Foi justamente nesse ano que Carlos Tavares assumiu o comando do grupo automobilístico gaulês com um roteiro no qual apareciam marcados em vermelho alguns pontos como a criação de DS para irromper no segmento premium, seu plano para a economia de custos, a simplificação de plataformas e modelos ou o corte de inventários.

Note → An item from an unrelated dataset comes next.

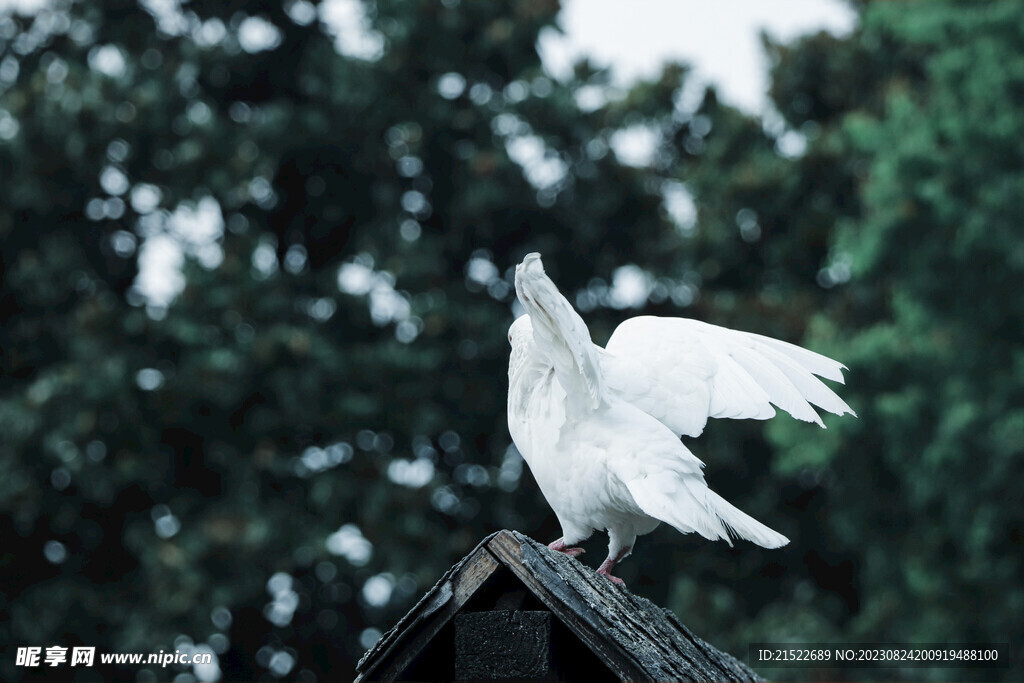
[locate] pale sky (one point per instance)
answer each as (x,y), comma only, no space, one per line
(719,38)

O antigo grupo PSA então embarcou num processo de expansão que o levou a comprar as marcas Opel e Vauxhall ao gigante General Motors e, posteriormente, a fundir-se com a FCA para criar um gigante do setor. Mas agora, onze anos após esse golpe de leme, a companhia volta a ser arrastada pela fraqueza de um setor que agora se vê ameaçado por diferentes frentes.
Os desafios da automoção
“A transição elétrica é inegociável, mas a Europa não criou as condições de custo e escala que permitam competir com China e Estados Unidos“, aponta a consultora McKinsey num recente relatório sobre a indústria automobilística do Velho Continente. No documento, a firma acrescenta que “as margens dos fabricantes europeus estão sob uma pressão histórica: altos preços energéticos, custos trabalhistas e exigências de investimento simultâneo em eletrificação e digitalização”.
“O custo de produzir um veículo elétrico na Europa é entre 30% e 40% superior ao de produzi-lo na China“, aponta, por sua vez, a Câmara Europeia de Comércio na China. A União Europeia proibirá a partir de 2035 o registro de carros novos com motor de combustão (gasolina, diesel e híbridos) para promover uma mobilidade elétrica na qual, por enquanto, as empresas chinesas parecem tomar a dianteira.
“A vantagem competitiva da China já não se limita ao custo: domina a cadeia de fornecimento, as matérias primas e a capacidade industrial”, precisava a Associação Europeia de Fabricantes Europeus de Automóveis (ACEA) num estudo de final de 2023 em que já alertava sobre a destruição de 58.000 empregos em fornecedores do setor de componentes nos últimos três anos.